I thought I knew what scalability was. Just the same way most of us thought we knew what distributed systems were.
I realized I had to completely relearn these systems because of the cloud.
There are a number of considerations that you as a developer, architect or engineering team have to make as your user base grows. Going from products with 10 to say 30 or a million and so forth has its considerations. This, of course, depends on the user base we are talking about.
Remember astute reader, a customer can be an organisation with a plethora of other members inside it, or just as well be a single user called Jack.
Explore with me
Imagine thousands, half a million and so forth people performing a search query against a server. If those queries land on your end, would it break? Would it be able to hold?
We should be able to handle more data, more concurrent connections and higher interaction rates.
A note on interaction rate:
How often a user changes the interface on a blog application vs a game.
Before we begin, it is important to note that setting up our product for scalability should be as easy and cheap to grow 10x as it should at 0.2x as is common with startups whose needs change rapidly over a short period of time.
Foremost, there are two types of scaling we need to observe.
a) Vertical scalability
b) Horizontal scalability
Both of the aforementioned have their pros and cons - each with a use case which would be deemed fit. Let's narrow this down.
For solo and relatively small ventures, you might opt for a VPS(virtual private server) which is essentially a physical machine holding multiple 'servers', yours included, each with its own OS and so forth. Once at a certain cap, you might see the need to increase resources and hence, the incremental hunt; more RAM, more storage, more CPU and so forth. almost everything gets more.
The example above, is one implementing vertical scaling, where, we upgrade the hardware and or the network throughput.
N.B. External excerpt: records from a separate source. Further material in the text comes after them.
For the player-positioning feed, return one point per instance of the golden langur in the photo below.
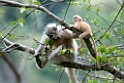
(65, 40)
(84, 28)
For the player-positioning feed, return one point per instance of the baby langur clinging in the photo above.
(66, 40)
(83, 27)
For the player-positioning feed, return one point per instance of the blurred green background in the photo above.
(38, 20)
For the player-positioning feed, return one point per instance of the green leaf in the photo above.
(98, 10)
(11, 36)
(36, 2)
(22, 9)
(89, 81)
(104, 58)
(122, 31)
(75, 3)
(21, 22)
(1, 34)
(120, 65)
(0, 54)
(64, 11)
(88, 7)
(84, 0)
(102, 49)
(107, 35)
(13, 23)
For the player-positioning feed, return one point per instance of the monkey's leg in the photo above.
(71, 74)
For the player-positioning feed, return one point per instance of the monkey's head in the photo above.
(77, 18)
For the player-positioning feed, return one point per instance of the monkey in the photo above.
(84, 28)
(65, 40)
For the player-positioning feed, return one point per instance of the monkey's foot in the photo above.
(38, 60)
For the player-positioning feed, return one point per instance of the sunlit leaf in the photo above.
(88, 7)
(36, 2)
(1, 34)
(98, 9)
(84, 0)
(0, 54)
(22, 9)
(102, 49)
(64, 11)
(21, 22)
(120, 65)
(11, 36)
(107, 35)
(13, 23)
(122, 31)
(75, 3)
(104, 58)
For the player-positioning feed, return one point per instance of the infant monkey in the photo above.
(85, 28)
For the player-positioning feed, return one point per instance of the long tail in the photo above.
(95, 49)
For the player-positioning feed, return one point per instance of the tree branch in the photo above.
(66, 25)
(12, 67)
(84, 66)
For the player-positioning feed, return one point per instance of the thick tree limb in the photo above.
(17, 46)
(106, 66)
(16, 4)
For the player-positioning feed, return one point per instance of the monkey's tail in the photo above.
(95, 49)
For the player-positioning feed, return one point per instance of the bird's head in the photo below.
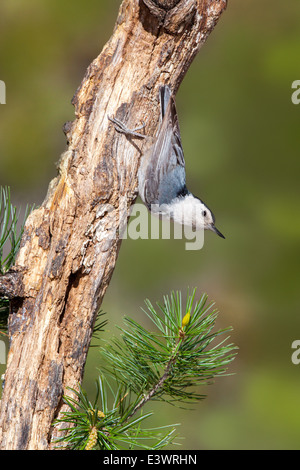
(192, 212)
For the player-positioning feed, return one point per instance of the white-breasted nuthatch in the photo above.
(162, 180)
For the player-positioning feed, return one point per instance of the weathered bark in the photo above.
(70, 244)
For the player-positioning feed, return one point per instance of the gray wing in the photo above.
(162, 175)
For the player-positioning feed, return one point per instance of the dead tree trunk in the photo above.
(71, 243)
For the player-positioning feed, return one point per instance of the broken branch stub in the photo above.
(70, 243)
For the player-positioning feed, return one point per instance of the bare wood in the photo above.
(71, 243)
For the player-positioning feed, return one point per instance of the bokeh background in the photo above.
(240, 133)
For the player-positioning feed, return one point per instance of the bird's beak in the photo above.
(214, 229)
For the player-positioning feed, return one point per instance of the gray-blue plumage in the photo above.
(162, 184)
(162, 170)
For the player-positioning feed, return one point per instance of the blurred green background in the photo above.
(240, 133)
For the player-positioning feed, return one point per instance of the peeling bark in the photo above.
(71, 242)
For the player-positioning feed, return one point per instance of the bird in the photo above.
(162, 175)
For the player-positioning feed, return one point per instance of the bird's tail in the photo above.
(164, 97)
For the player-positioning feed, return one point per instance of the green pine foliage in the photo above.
(169, 364)
(11, 231)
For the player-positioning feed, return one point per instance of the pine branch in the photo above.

In short, you do not need to modify your application architecture.
Broken to bits, we resolve to a number of techniques.
- Adding more drives in RAID arrays and thus distributing our reads and writes during database interaction.
- Switching to solid-state drives from hard drives
- Increasing the RAM
- Adding more cores to the server to reduce the context switching.
- Upgrading network adapters, especially for systems reliant on media file processing.
There are a number of drawbacks, however. For instance, the change to a solid-state drive might not show a significant difference if working with MySQL which uses its own data structures for sequential disk operations or Cassandra. At a certain point, lock contention is bound to catch up and here, more CPU does little to any good. Vertical scaling also comes with a steep financial cost as you add more and more given the cash input doubles or triples as a unit of resource is added.
A RAM chip will double in cost as it grows in size. That is, x GB is $z , 2x GB is $2z and so forth. A reality check hits us once we get to a stage, say 128GB where the rules are not quite the same.
The alternative and preferred method - horizontal scaling. While it may come at a steep cost initially, it does get significantly cheaper as your enterprise grows to reach more users. Let's see how.
Use of content delivery networks (CDN)
To manage our assets, we save the hassle of having to perform the read and write operations on our own servers. Ever wondered why we have CDNs for most packages(Bootstrap, Material etc)?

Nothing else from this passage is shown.